Namjoon saçlarını geriye doğru taradı. "Aslında başka bir program için buraya gelmiştik ama son dakika iptal oldu. Yakeru bize daha önce ulaşmıştı ama başka programla kesiştiğinden kabul edememiştik. O iptal olunca buraya geldik."

"Çok iyi olmuş desem inanır mısınız?" dedi bu sefer Taehyung. "Herkes müziğinize bayılacak."

"Aksi mümkün değil zaten." dedi Yoongi gülerek.

"Selam millet."

Jimin, duyduğu sesle bir anda arkasına dönecek gibi oldu, ama dönmek üzere olduğu anda beline yerleşen kol onu engelledi.

"Nasıl gidiyor?"

Bu Jungkook'tu.

Tamamen dövmeyle kaplı kolu Jimin'in beline sarılıydı. Hemen arkasında duruyordu ve çenesi Jimin'in başının hemen üzerindeydi. Jimin bayılacağını sandı. Kokusu, tüm o alkol ve parfüm kokularının arasında burnuna sızdı ve onu mestetti.

Dışarıdan bakan biri, etrafın aşırı kalabalık olmasından dolayı Jungkook'un Jimin'e bu kadar yakın olduğunu düşünebilirdi, nitekim öyleydi, arkadaşları Jungkook'un Jimin'e olan bu yakınlığını sorgulamayı bırak, dikkat bile etmediler.

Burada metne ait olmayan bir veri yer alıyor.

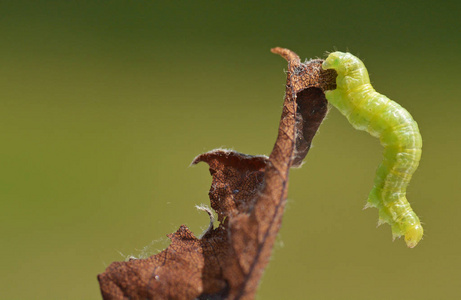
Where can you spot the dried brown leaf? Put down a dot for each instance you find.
(249, 195)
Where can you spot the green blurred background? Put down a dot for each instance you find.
(105, 103)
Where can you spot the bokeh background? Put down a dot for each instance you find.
(104, 104)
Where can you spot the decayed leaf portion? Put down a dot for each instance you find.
(249, 195)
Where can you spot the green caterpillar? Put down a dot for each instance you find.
(381, 117)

Jimin put gibi kalmıştı.

"Şimdilik bir sorun yok, sahnedekiler birazdan inecek, biz de ekipmanları yerleştireceğiz."

"Yakeru onu önceden halledebileceklerini söylemişti aslında-"

Yoongi onun lafını böldü. "Kıymetli eşyalarımı kim olduğu belli olmayan birkaç herife emanet edemem. Kendim her şeyini hallederim."

Jungkook kıkırdadı ve ellerini havaya kaldırdı- bunu yaparken Jimin'in belindeki elini de çekmişti. Jimin nedense bundan hoşlanmadı ama belli etmemeye çalıştı. "Tamam, sadece söyledim."

Ve işte. Eli tekrar belindeydi.

"Sahne boşalıyor gibi," dedi Namjoon arkasını dönüp sahneye bakarken. Sonra yavaşça Yoongi'ye döndü. "Biz de o tarafa geçsek iyi olur."

"Tamamdır," Yoongi de onu onayladığında ikisi de hızlıca vedalaştı ve bolca eğlenmelerini söylediler.

"Ben de gidiyorum," dedi bir anda Taehyung. "Jin'i özledim. Telefonla konuşacağım."

Ve gitti.

Jimin ve Jungkook, o kadar kalabalık arasında yalnız olmasalar da artık arkadaşları yanlarında değildi.

"İçecek bir şeyler ister misin?" diye sordu Jungkook, bir eli hala Jimin'in belinde bar tezgahının önüne yürürken. Jimin yanına geldiğinden beri ilk defa başını çevirip ona bu kadar yakından baktı.

Siyah bir bere takmıştı, üzerinde siyah bir atlet vardı ve tüm vücut hatları ortadaydı. Dövmeleri boydan boya göz kırpıyordu Jimin'e. Dudağındaki ve kaşındaki piercingler yenileriyle değişmişti ve çok iyi görünüyorlardı. Gözleri ışıl ışıldı.

"Gelmeyeceğini düşünmüştüm." dedi bar tezgahının önüne geldiklerinde. Jungkook ikisi için de bir şeyler söyledi ve tekrar Jimin'e döndü. "Beni mi bekledin yoksa?"

Güldü Jimin. "Seni beklememi mi isterdin?"

O gülünce Jungkook'un yüzünde daha büyük bir gülümseme yeşerdi. "Bilmem," dedi. "Belki de istiyorumdur."

Barmen tarafından içecekleri önlerine koyuldu. Jimin kadehini önüne çekerken konuştu. "O zaman belki seni beklemişimdir." dedi.

Jungkook ona doğru yaklaştı. Gözleri fıldır fıldır Jimin'de dolaşıyordu. "Çok fenasın, biliyorsun değil mi?"